To determine the cost utility of cataract surgery worldwide using visual acuity (VA) outcomes and utility values determined by the time trade-off (TTO) method.
Some cost data were taken from a previous search conducted for 1995 to 2006 and we searched MEDLINE and Scopus and Google for more recent data (2006 and 2007).
Articles were identified from the literature using “cataract surgery” in combination with the terms outcomeor visual acuity. Additional searches were conducted using individual countries as a term in combination with VA, outcome, or cost. Regression curves were constructed from utility values derived from a TTO study and VA data. Gains in quality-adjusted life-years (QALYs) were calculated based on life expectancy tables from the World Health Organization and discounts of 3% for both cost and benefit. Sensitivity analyses explored the effect of changes in discounting, life expectancy, preoperative VA, and cost.

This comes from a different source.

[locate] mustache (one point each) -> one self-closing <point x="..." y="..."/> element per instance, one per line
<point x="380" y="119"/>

If the data were usable, they were kept; otherwise they were discarded.
Preoperative VA (logMAR) correlated with increasing gross national income per capita (Pearson correlation coefficient, −0.784; P < .001) and showed that in developing countries preoperative vision is much poorer compared with developed countries. Cost utility data ranged from $3.5 to $834/QALY in developing countries to $159 to $1356/QALY in developed countries. Sensitivity analysis showed that changing life expectancy, VA, and discount rate resulted in moderate changes.
The TTO approach demonstrates that cataract surgery is extremely cost-effective.